You are in: Rob's OSM Stuff » Post Hoc

Post Hoc — Analysing OSM Postbox and Post Office Data in the UK

OpenStreetMap records the location of postboxes and Post Offices using the tags amenity=post_box and amenity=post_office respectively. The Post Hoc tool provides statistics, reports and maps to compare the data in OpenStreetMap with Matthew Somerville's Dracos: Locating Postboxes webapp and a list of Post Office locations compiled by Edward Betts from Royal Mail's Post Office finder.

Postbox Summary Statistics

Source Postboxes Percent Import date
Royal Mail list (old) 115684   2011-08-11 00:00 UTC
Royal Mail list (new) 117538   2012-07-18 00:00 UTC
OSM 42794 37.0% 2013-05-18 00:00 UTC
OSM (with valid-looking ref) 26579 23.0% 2013-05-18 00:00 UTC
Dracos 56310 48.7% 2013-05-18 11:35 UTC

Post Office Summary Statistics

Source Post Offices Percent Import date
Royal Mail List 10989   1970-01-01 00:00 UTC
OpenStreetMap 7653 69.6% 2013-05-08 00:00 UTC
OpenStreetMap (matched) 0 0.0% 2013-05-08 00:00 UTC

General Postbox Reports

Too Far Apart
List of box references found in both OSM and Dracos data, with positions that differ by a significant amount.
OSM Reference Issues
Results of various checks on the values in 'ref' fields of post box nodes on OpenStreetMap.
OSM Collection Times Issues
Postboxes with possible errors in the collection_times key.
OSM Royal Cypher Issues
Postboxes with possible errors in the royal_cypher key.
OSM Box Type Report
Report on usage of tags to describe box types.
OSM Fixme Report
List of all post boxes with a fixme=* tag.
Dracos Duplicates
Pairs of postboxes located by Dracos from different postcode districts but with almost identical locations.

Local maps showing potential issues to survey

Generate a map showing possible issues with OSM postbox or post office data in a limited area. The area will be centred on the postcode entered, but may cover more or less than that postcode region. The data is fixed from the initial postcode, and so won't be reloaded as you move around the map, but if you click the 'permalink' the refreshed map will show data centred on the current location. Once on the map, you can also obtain a GPX file of the postbox issues for download, which may be useful to those wanting to survey the problems.

Enter first half of postcode:

Can we import Dracos' postbox data to OSM?

There are three issues to consider here: first the legal question of whether the data is sufficiently free to use, secondly the question of data quality, and thirdly the merging procedure.

On the legal side, Mathew Somerville says as far as he is concerned the data is public domain. However, the positions have been derived from the OSM map (which isn't a problem for us to re-import, but my affect other uses), and more importantly, other data such as the box number and collection times come from a list provided by Royal Mail. Even if the individual items are ineligible for copyright as they facts, there is still a Crown Database Right over the collection of data. My conclusion is that we would be free to import box locations to OSM, but not to systematically use any of the other data.

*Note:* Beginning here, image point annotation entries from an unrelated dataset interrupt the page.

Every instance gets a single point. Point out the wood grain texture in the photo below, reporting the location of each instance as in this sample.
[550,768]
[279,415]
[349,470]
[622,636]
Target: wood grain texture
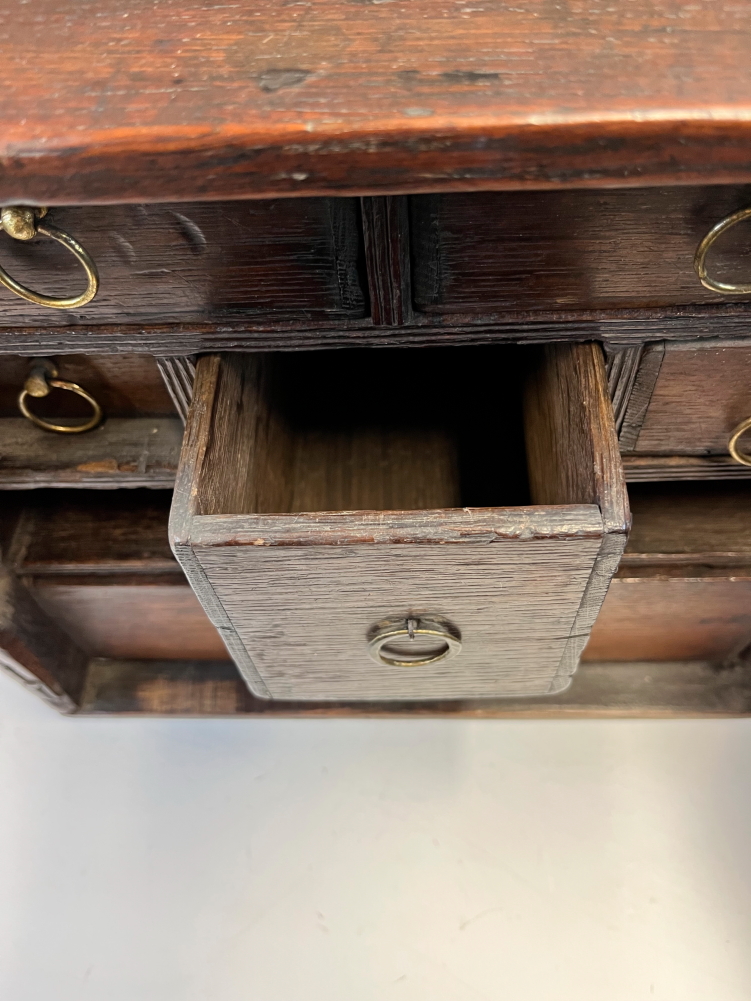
[622,365]
[196,261]
[646,468]
[178,375]
[702,393]
[178,101]
[125,385]
[121,452]
[386,233]
[301,591]
[612,326]
[709,619]
[692,690]
[492,251]
[572,448]
[35,651]
[640,396]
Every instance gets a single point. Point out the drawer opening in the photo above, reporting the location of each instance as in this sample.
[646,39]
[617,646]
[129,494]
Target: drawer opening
[374,430]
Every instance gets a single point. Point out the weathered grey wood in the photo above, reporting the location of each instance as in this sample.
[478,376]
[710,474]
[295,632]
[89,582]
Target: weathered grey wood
[688,690]
[121,452]
[184,506]
[179,375]
[302,589]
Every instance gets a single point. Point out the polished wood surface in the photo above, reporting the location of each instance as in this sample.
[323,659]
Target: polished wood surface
[196,261]
[175,101]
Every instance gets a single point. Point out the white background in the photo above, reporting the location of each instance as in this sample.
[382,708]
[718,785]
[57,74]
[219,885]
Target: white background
[159,860]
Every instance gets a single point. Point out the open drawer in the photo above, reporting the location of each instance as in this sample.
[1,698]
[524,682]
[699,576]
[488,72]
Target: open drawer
[398,525]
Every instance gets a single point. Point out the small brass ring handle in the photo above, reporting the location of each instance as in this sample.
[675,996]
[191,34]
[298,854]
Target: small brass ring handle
[42,378]
[23,223]
[740,456]
[700,257]
[448,643]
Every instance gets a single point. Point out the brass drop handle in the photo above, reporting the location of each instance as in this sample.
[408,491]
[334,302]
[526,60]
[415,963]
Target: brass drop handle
[700,257]
[23,223]
[740,456]
[391,642]
[42,378]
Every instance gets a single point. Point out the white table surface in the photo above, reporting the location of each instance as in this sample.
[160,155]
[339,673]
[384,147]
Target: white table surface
[267,860]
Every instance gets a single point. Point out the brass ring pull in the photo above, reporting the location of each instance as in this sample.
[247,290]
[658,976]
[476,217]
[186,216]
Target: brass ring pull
[22,223]
[390,644]
[740,456]
[700,257]
[42,378]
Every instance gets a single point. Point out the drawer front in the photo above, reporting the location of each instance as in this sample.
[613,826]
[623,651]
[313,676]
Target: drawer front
[304,615]
[300,591]
[699,394]
[199,261]
[571,250]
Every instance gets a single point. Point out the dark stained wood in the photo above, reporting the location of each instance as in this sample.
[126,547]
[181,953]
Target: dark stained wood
[702,393]
[492,251]
[296,592]
[178,375]
[693,690]
[35,651]
[637,401]
[126,385]
[194,262]
[614,326]
[646,468]
[386,233]
[120,452]
[178,101]
[668,618]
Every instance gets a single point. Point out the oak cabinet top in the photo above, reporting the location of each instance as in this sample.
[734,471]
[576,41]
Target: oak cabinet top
[178,100]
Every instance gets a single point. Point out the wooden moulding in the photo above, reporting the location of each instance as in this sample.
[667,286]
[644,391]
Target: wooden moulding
[367,98]
[246,539]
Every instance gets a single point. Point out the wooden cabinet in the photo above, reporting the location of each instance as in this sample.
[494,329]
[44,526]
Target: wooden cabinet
[195,261]
[684,401]
[535,251]
[316,505]
[255,186]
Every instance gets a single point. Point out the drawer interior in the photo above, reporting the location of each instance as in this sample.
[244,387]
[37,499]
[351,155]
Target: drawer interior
[374,430]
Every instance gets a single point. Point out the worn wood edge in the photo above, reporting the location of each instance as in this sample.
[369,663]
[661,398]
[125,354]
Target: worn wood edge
[35,651]
[641,395]
[49,694]
[386,232]
[443,527]
[603,572]
[489,152]
[178,375]
[610,480]
[622,365]
[616,326]
[616,690]
[181,517]
[650,468]
[122,452]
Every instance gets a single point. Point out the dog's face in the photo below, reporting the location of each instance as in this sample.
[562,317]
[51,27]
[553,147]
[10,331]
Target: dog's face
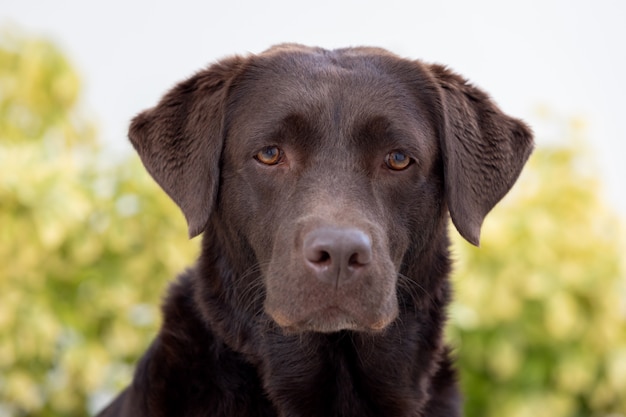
[333,167]
[330,177]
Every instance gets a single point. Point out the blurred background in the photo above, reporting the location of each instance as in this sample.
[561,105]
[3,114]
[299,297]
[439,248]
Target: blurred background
[88,242]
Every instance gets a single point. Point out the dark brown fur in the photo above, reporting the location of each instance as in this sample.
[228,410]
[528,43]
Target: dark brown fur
[263,325]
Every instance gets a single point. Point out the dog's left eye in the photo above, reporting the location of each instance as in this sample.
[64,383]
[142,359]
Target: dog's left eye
[270,155]
[397,161]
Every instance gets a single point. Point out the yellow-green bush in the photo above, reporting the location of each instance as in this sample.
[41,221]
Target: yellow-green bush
[540,312]
[87,245]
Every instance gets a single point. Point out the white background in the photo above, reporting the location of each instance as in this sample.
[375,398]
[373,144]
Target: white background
[568,56]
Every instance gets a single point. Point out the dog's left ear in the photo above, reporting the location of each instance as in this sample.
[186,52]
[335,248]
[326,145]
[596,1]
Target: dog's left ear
[483,150]
[180,140]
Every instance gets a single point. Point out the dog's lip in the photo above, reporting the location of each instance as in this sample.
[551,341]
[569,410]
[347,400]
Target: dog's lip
[327,319]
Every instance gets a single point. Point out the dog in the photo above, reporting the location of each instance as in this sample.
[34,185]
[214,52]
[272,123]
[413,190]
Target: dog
[323,183]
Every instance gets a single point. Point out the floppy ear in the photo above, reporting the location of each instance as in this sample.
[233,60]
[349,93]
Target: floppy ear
[180,140]
[483,149]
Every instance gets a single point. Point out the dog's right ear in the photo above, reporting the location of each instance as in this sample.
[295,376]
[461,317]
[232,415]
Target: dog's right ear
[180,140]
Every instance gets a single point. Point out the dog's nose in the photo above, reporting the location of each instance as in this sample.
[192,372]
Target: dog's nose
[336,255]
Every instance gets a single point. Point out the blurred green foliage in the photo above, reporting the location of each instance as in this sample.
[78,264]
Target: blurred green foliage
[539,317]
[87,245]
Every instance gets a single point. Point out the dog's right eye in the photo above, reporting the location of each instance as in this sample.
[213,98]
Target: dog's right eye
[270,155]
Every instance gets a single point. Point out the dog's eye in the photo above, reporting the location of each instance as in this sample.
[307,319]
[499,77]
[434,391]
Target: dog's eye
[270,155]
[397,161]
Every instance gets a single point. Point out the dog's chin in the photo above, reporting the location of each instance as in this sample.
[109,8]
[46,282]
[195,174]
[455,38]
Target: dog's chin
[328,320]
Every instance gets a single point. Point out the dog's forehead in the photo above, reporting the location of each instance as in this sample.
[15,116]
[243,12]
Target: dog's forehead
[345,88]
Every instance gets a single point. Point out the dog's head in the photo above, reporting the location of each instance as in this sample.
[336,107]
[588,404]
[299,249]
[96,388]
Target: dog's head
[332,167]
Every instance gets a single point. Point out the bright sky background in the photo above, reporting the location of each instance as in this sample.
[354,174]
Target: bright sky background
[567,56]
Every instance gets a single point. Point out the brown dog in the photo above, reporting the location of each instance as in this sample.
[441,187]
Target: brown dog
[322,181]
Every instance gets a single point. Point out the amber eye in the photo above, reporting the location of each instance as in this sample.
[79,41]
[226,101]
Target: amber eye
[397,161]
[270,155]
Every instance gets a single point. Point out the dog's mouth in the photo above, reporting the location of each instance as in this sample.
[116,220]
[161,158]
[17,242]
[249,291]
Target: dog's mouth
[328,319]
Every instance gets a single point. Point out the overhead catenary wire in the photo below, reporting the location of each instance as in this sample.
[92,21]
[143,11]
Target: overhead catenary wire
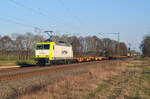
[16,22]
[40,12]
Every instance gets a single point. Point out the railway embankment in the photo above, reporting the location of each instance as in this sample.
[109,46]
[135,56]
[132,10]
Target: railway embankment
[74,82]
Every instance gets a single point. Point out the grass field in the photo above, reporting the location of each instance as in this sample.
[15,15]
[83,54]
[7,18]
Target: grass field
[17,62]
[131,80]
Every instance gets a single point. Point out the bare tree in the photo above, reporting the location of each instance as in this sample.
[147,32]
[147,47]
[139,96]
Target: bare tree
[145,45]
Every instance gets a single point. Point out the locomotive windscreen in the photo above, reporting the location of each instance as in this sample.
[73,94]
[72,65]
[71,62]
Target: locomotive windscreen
[42,46]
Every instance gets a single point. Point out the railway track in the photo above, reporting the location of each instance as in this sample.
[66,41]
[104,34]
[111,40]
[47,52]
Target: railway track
[19,73]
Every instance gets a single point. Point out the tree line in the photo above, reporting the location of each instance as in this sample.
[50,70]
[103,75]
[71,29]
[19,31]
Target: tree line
[22,46]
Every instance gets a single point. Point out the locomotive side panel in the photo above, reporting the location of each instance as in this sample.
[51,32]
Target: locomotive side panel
[62,52]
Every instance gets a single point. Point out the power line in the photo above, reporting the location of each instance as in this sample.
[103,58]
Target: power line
[26,7]
[69,11]
[37,11]
[16,22]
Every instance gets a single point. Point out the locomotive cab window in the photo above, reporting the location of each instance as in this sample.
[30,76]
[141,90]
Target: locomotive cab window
[39,47]
[42,47]
[46,46]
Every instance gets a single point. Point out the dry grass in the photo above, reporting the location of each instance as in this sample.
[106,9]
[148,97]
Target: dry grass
[78,86]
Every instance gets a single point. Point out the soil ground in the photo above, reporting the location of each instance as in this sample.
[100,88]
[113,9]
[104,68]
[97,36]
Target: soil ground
[131,80]
[128,79]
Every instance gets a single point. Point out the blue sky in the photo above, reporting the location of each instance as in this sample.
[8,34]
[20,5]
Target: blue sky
[88,17]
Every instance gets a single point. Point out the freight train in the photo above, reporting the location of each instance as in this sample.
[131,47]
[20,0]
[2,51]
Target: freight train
[60,52]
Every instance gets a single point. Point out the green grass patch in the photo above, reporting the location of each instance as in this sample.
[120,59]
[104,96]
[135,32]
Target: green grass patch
[99,89]
[140,58]
[25,62]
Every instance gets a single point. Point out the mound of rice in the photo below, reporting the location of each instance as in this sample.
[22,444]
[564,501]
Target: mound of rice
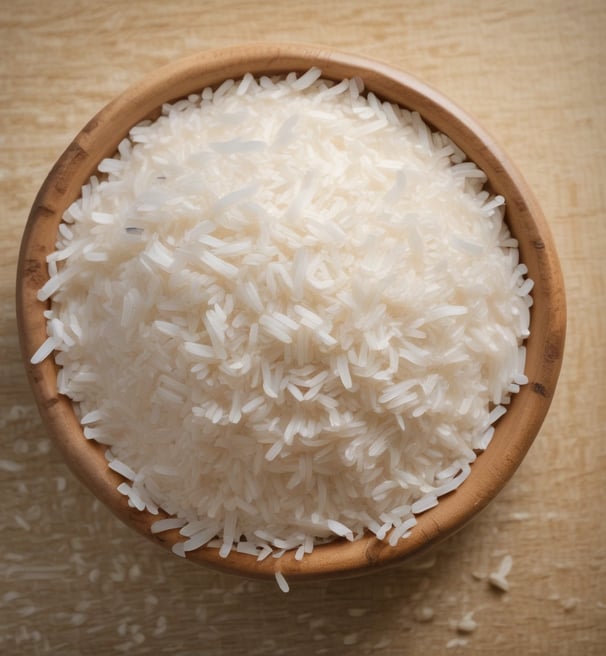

On the data quality side, these scripts have revealed quite a number of errors in the Dracos data, and also on the Royal Mail list itself, with missing boxes, duplicate boxes, and mis-located boxes. Many box locations are more than 50m from where OSM contributors have independently placed them. Since most of the independent Dracos data comes from people clicking on a map, we should probably expect greater accuracy from OSM, where many will use GPS waypoints.

Finally, if we were to attempt an import, we would need to consider how to merge the new data with existing data. Points where coordinates of a box exactly coincide are easy to discount, but what do we do with nearby locations that may or may not be different in reality? If we're not allowed to use the box numbers from the Royal Mail data, things will be very difficult indeed.

In conclusion, I believe it would be better to maintain the two datasets in parallel and use them from cross-checking, with analysis tools like the ones I've developed here.